Do what i did, study sociology/criminology, work at a nice hotel as bellmen on weekends & evenings - use your days to trade.... Flirting with hot 'cougs makes the job all worthwhile
======================= Trade Ranger; Good point about trading experience being greater than college courses. Went to a business seminar in the 1970s & remember the perspective of the PHD speaker/ home business king ; PHD speaker said with disgust -public education wasnt the key to sucess because it teaches you to work for some else. Professor/trader Jim Rogers & such are an obvious exception. Of course the educational backgroung of the top traders does rate about 1 or 2 sentences in a book chapter of Jack Schwagers books. Interesting additional practical requirement of an '' institutional sales trader '' the elite trader /headhunter wote this year, was daily reading the Wall Street Journal,[ section c I think].

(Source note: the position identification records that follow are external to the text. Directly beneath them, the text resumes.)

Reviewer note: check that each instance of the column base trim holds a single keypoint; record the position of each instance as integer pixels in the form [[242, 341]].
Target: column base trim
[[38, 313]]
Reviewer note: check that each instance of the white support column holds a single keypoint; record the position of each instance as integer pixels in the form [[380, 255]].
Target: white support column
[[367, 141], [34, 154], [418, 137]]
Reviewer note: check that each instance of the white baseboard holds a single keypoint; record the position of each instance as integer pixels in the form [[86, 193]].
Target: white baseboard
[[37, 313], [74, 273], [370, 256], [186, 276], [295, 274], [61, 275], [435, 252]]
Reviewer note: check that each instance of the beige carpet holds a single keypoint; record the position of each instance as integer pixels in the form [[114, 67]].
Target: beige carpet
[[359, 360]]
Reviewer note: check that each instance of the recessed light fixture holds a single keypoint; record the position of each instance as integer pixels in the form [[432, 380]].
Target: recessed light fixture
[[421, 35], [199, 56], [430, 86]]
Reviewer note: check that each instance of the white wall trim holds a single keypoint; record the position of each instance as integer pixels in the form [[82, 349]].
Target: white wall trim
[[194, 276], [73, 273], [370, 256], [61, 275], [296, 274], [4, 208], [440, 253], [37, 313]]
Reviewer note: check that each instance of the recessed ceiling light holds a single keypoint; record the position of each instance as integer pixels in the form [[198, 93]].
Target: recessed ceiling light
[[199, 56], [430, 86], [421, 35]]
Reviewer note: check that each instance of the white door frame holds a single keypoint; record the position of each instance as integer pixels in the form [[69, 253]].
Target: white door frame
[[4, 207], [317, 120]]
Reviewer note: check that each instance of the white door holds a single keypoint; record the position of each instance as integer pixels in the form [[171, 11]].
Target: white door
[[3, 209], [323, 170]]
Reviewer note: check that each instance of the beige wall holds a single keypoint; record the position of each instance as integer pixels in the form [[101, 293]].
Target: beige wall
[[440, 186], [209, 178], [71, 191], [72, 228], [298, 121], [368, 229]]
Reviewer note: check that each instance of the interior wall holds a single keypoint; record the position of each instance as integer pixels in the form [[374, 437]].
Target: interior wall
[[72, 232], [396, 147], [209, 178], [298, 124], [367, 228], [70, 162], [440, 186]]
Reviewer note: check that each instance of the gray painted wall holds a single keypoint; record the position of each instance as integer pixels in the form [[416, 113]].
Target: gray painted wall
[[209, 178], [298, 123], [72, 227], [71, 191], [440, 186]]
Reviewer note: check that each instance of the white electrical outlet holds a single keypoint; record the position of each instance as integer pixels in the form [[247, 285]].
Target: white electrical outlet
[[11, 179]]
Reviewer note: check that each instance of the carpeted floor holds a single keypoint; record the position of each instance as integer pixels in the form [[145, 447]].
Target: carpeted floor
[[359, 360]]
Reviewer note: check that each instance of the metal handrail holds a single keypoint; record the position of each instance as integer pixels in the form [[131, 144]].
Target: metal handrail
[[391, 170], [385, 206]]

A major in any of these... Music, Philosophy, Art History, Literature, Roman History, any language, Religion And a minor in Statistics or Physics
Had a conversation with a PHD in econ/finance a few months ago. So I brought up EMH, and his eyes lit up since he TEACHES that course! LOL. Anyway.... started talking trading, and after just a few minutes of digging, I was completely STUNNED at how little he knew about the markets. This guy did NOT know what a specialist is, or the bid/offer process and how price is determined. Didnt know what a MM is, or all the games these guys play. Knew nothing about block prints, or trade throughs, NADA.... I suddenly started seriously considering that the college PHD guys really were 100% theory, and totally clueless when it came to the real deal. At least in computer science, I had *ONE* teacher that really knew his stuff.... ha ha.. My adivce: Statistics and computer science. The rest you cant get in school. peace axeman
Not knowing how the MMs work doesn't mean an economist is clueless aobut ht e"real deal." Games MMs play is not really relevant to economics, its not even relevant to the intermediate term price of the stocks, so there is no reason this econ prof should care. That's like ripping on a sports therapist for not knowing the rules to playing stick ball.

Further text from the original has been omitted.